Sports

Saban: No reason to leave Alabama for NFL

FORT LAUDERDALE, Fla. — History tells us that when it comes to his professional career plans, Nick Saban is not to be trusted.

A lot of folks here still are more than a little ticked off at Saban for denying six years ago he was leaving the Miami Dolphins for Alabama.

“Well, I guess I have to say it,’’ Saban said straight into a bank of TV cameras. “I won’t be the coach at Alabama.”

Six years later, Saban has won three BCS national championships at Alabama, including Monday night’s 48-14 beatdown of Notre Dame, a game that was over in the first quarter. It allowed Brent Musburger plenty of time to make Katherine Webb, quarterback A.J. McCarron’s girlfriend, the most popular cover girl not named Kate Upton.

This last Alabama title, No.15 if you’re counting, exceeds all the others for several reasons:

1. Alabama is the cool school: Come to Tuscaloosa, date Miss Alabama, win multiple national titles, get drafted. Repeat.

2. Alabama is the first school in the BCS era to win back-to-back titles and just the third to win three crowns in four years. Cool.

3. Alabama had eight players drafted last season, and the haul could hit 10 this year depending on which players leave early.

So now we’ve got to wonder if Saban won’t go Pete Carroll on us and decide he wants one more shot at the NFL. He failed miserably with the Dolphins, where his dictatorial style divided the roster. There are openings in the NFL, but Saban made it crystal clear yesterday he knows the college game is where he belongs.

“How many times do you think I’ve been asked to put it to rest?’’ he said. “And I’ve put it to rest, and you continue to ask it.

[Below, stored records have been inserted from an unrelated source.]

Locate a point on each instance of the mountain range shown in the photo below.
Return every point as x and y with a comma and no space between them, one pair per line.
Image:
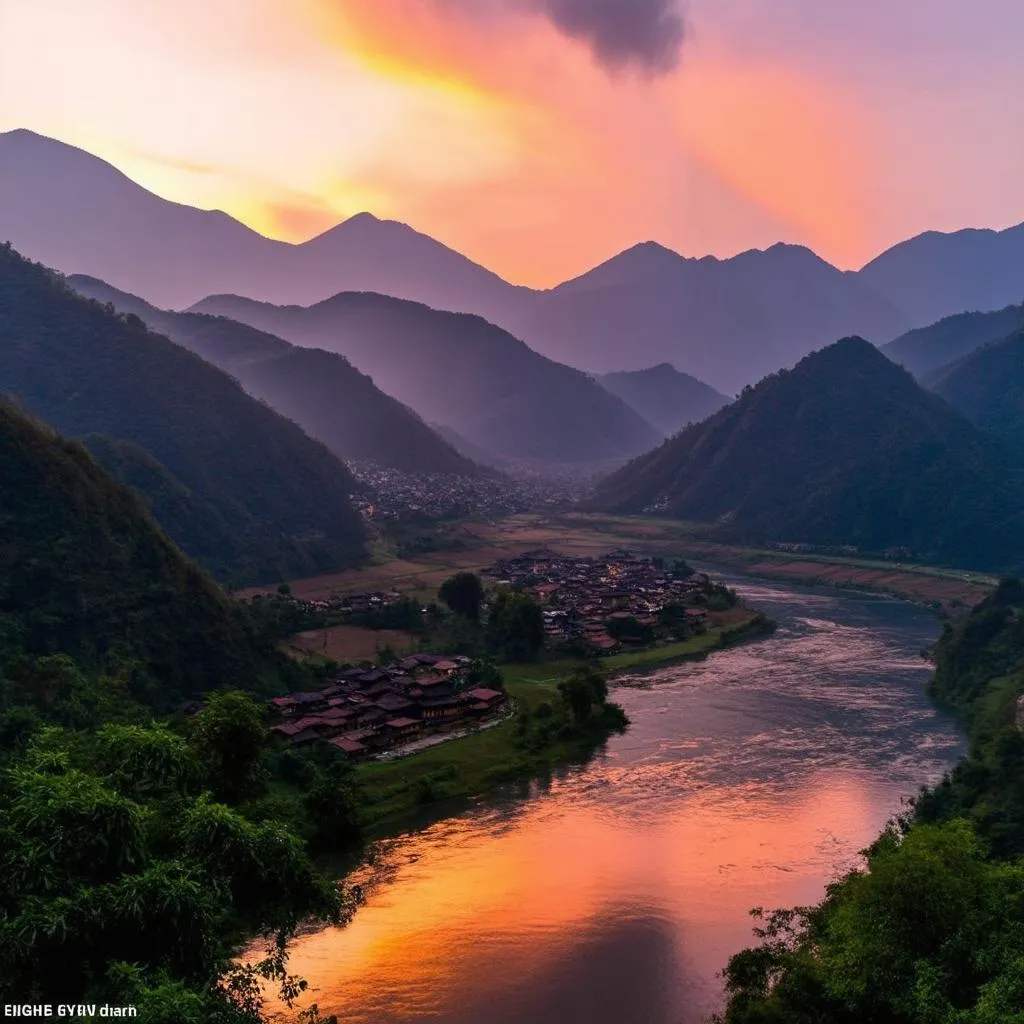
462,372
728,322
322,391
664,396
845,449
86,572
987,386
239,486
931,348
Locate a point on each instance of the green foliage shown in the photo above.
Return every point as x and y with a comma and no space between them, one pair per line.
236,484
845,449
931,931
99,612
515,627
582,691
463,593
115,889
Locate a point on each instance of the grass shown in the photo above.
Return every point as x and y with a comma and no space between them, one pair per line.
471,765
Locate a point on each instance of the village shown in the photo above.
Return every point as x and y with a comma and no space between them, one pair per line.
592,607
612,600
370,710
394,496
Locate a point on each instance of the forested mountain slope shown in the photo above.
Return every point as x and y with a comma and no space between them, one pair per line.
462,372
85,572
846,449
278,501
929,348
987,387
320,390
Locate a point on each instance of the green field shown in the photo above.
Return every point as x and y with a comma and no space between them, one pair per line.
471,765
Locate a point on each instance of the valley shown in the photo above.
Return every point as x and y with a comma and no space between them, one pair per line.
512,512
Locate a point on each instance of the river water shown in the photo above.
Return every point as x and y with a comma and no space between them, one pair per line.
614,892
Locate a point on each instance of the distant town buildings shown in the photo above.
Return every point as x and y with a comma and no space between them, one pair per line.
395,496
604,603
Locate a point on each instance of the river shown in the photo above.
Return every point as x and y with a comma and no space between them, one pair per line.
614,892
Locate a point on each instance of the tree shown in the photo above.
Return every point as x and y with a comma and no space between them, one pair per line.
141,898
582,691
229,735
515,627
463,593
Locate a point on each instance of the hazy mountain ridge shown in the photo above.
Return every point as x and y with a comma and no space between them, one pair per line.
73,211
846,449
463,372
320,390
937,273
283,497
727,322
987,387
927,349
664,396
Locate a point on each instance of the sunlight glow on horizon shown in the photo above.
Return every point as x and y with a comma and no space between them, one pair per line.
504,138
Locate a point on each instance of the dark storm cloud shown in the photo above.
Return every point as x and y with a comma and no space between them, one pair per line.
642,34
646,34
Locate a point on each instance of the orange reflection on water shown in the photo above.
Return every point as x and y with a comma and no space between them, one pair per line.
479,914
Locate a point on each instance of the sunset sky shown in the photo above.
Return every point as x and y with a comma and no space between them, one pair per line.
541,136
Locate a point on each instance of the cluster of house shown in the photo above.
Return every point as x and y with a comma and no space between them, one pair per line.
393,495
366,710
583,598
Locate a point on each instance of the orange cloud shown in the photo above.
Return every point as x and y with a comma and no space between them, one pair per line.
785,142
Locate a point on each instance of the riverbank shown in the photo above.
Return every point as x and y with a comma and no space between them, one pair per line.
952,949
471,545
468,767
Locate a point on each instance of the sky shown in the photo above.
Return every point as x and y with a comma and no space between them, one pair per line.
542,136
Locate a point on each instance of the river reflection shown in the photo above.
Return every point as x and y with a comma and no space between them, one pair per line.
616,891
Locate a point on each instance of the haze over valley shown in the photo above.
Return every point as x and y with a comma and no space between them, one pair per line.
512,512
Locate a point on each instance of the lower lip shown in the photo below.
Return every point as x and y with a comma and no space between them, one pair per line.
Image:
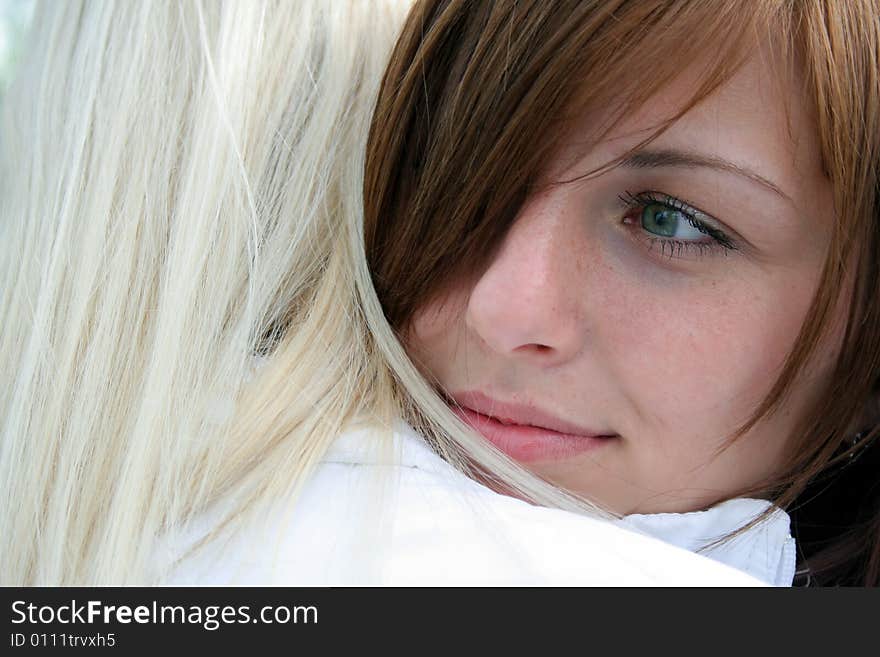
528,444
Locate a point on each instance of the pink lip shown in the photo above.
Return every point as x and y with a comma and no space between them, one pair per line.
526,433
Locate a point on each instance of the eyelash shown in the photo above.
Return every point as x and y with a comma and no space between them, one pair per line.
673,248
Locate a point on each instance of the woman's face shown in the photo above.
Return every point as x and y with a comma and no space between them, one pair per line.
630,322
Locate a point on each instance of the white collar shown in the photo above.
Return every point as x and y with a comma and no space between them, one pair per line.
765,551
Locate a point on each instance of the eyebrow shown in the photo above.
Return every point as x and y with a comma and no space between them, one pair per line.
650,158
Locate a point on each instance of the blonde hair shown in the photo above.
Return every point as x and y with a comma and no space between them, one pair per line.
188,311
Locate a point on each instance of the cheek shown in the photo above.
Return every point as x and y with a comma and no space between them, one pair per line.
700,354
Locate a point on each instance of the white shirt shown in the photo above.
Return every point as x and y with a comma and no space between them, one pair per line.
412,519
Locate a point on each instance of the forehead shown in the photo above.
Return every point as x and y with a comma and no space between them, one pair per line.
760,120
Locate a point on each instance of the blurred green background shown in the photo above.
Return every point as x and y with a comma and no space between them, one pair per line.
15,17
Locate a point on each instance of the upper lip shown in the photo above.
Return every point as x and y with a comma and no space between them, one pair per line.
522,414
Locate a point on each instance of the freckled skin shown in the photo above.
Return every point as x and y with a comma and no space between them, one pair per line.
577,315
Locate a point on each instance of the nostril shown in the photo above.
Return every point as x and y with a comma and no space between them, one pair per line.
535,347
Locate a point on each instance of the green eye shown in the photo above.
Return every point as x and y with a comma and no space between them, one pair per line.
661,220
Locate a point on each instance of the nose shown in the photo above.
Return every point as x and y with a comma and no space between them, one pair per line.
526,305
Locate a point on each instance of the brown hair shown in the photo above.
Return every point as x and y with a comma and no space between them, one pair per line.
477,96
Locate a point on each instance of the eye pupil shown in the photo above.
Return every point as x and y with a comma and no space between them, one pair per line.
660,220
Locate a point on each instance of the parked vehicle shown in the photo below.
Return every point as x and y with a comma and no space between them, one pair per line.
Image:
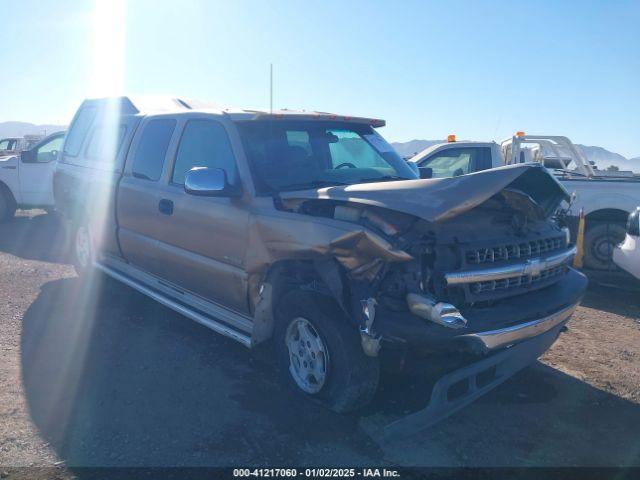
627,254
26,179
607,198
13,145
309,230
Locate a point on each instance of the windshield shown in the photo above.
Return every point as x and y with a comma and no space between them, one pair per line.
290,155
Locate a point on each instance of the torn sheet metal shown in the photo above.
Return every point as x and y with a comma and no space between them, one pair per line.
443,198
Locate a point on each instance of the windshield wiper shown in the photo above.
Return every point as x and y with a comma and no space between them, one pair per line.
313,184
385,178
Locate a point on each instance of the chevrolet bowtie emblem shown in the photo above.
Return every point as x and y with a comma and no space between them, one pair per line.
534,267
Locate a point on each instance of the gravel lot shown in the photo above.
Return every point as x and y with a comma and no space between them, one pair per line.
95,374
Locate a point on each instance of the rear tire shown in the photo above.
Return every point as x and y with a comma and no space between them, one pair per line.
320,354
599,243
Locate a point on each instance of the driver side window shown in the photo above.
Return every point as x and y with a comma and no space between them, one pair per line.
49,151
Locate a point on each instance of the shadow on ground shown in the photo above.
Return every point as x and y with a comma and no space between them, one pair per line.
113,378
38,237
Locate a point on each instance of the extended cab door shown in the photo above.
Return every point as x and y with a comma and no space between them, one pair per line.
36,172
140,218
203,240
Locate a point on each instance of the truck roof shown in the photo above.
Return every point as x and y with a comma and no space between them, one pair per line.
148,105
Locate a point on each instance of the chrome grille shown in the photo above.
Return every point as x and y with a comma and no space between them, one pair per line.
517,282
503,253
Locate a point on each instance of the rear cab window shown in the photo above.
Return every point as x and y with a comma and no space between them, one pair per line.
78,131
151,151
453,162
296,154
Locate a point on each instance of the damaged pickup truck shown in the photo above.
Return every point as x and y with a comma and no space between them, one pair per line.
307,229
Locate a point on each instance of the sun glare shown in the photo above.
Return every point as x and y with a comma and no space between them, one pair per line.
107,72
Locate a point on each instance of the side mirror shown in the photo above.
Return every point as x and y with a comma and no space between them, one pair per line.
426,172
554,163
633,224
209,182
29,156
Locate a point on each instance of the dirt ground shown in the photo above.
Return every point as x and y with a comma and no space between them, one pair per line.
95,374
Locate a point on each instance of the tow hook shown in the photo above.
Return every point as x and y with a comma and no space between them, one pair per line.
427,307
370,341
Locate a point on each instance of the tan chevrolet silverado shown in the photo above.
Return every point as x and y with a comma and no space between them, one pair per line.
308,230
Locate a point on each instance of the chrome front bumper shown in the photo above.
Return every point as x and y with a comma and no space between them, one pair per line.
531,267
503,337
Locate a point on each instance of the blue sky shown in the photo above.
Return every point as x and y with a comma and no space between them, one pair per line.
481,70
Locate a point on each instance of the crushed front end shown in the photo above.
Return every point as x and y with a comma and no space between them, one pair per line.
486,274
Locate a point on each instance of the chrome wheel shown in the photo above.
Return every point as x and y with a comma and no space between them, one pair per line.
83,247
308,355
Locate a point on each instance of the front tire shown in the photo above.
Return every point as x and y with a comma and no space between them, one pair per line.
599,243
320,354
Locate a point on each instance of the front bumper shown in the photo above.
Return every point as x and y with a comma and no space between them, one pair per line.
490,328
457,389
627,255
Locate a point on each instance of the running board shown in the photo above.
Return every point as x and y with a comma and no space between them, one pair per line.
177,307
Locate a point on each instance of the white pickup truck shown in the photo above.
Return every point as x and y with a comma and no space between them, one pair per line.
607,198
13,145
26,178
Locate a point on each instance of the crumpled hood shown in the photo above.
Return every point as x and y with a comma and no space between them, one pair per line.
443,198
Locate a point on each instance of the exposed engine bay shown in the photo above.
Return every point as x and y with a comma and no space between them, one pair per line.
437,249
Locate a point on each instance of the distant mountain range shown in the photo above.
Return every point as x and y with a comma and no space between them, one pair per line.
20,129
602,157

“I think somewhere along the line you’ve got to choose. You learn a lot from the experiences of what you’ve done in the past. I came to the Miami Dolphins, what, eight years ago for the best owner, the best person that I’ve ever had the opportunity to work for.

“And in the two years that I was here, had a very, very difficult time thinking that I could impact the organization in the way that I wanted to or the way that I was able to in college, and it was very difficult for me, because there’s a lot of parity in the NFL, there’s a lot of rules in the NFL.’’

“And people say you can draft the players that you want to draft; you can draft a player that’s there when you pick. It might not be the player you need, it might not be the player you want. You’ve got salary cap issues. We had them here. You’ve got to have a quarterback. We had a chance to get one here; sort of messed it up.

“So I didn’t feel like I could impact the team the same way that I can as a college coach in terms of affecting people’s lives personally, helping them develop careers by graduating from school, off the field, by helping develop them as football players, and there’s a lot of self”‘gratification in all that, all right.

“So I kind of learned through that experience that maybe this is where I belong, and I’m really happy and at peace with all that. So no matter how many times I say that, y’all don’t believe it, so I don’t even know why I keep talking about it. ’’

Keep in mind this was the giddy mood Saban was in less than 12 hours after winning his fourth title — three at Alabama, one at LSU.